El auto siguió. Y en ese momento el trayecto se convirtió en algo mucho más angustiante: venía la intersección de Estoril con Kennedy. «Si el chofer no doblaba y seguía derecho por Kennedy, las posibilidades de bajarse se cerraban. Fue heavy para la Mati», agrega la mamá.

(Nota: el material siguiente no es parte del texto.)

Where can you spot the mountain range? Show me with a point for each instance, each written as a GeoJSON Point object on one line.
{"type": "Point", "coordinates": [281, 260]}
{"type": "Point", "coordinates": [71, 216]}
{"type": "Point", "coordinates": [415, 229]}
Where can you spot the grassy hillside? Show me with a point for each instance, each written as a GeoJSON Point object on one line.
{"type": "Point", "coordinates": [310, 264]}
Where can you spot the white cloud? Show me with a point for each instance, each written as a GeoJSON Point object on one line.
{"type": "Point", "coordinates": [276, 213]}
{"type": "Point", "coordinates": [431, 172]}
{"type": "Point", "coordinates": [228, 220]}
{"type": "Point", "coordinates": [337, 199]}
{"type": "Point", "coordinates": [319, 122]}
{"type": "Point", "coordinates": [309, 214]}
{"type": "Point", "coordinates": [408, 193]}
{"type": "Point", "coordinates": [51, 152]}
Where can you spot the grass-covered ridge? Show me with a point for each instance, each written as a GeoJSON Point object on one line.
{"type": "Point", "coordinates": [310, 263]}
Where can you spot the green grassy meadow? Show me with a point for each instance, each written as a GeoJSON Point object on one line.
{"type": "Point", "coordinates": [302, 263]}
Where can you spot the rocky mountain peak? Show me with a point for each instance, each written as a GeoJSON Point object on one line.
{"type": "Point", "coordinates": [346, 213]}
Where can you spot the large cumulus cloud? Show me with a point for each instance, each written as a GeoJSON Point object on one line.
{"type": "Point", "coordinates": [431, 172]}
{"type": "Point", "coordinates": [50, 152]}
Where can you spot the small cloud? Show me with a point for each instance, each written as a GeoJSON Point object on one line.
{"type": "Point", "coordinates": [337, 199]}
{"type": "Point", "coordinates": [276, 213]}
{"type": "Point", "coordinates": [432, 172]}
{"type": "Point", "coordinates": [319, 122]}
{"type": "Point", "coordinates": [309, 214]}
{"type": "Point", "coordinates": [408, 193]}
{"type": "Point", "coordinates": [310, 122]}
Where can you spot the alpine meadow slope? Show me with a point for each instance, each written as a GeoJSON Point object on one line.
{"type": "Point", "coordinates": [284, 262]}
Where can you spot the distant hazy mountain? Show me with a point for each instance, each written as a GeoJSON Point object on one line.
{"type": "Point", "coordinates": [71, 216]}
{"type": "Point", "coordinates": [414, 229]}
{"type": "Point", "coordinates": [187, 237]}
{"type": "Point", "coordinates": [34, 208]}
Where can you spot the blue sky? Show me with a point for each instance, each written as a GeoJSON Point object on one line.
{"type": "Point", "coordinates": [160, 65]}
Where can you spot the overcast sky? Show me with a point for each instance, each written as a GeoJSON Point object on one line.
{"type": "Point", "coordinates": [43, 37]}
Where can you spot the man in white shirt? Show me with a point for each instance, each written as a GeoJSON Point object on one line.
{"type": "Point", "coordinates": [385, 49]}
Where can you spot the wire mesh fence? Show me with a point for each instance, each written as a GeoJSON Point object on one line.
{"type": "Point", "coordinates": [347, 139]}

El hombre dobló por Estoril y Mati respiró. Pero no se confió. Volvió a insistir, esta vez pidiéndole que la dejara un poco antes de llegar a la casa de su amigo. El conductor de aplicación se detuvo y la adolescente descendió del automóvil. Le dijo un par de cosas y cerró la puerta. «El gallo dio la vuelta con el auto y frenó justo al lado de ella, como intimidándola. Ahí iban justo pasando unas personas y la Mati les pidió ayuda y me llamó».
Qué fuerte.
«Es heavy que estas cosas realmente pasan. La Mati tuvo cabeza fría y, pese a que estaba nerviosa, logró ponerse en contacto conmigo y sus amigos. Te matas de miedo porque no sabes a qué te expones. Se supone que uno opta por aplicaciones porque es más seguro, pero la cosa no es así. Por eso es muy importante compartir el viaje con los padres o amigos».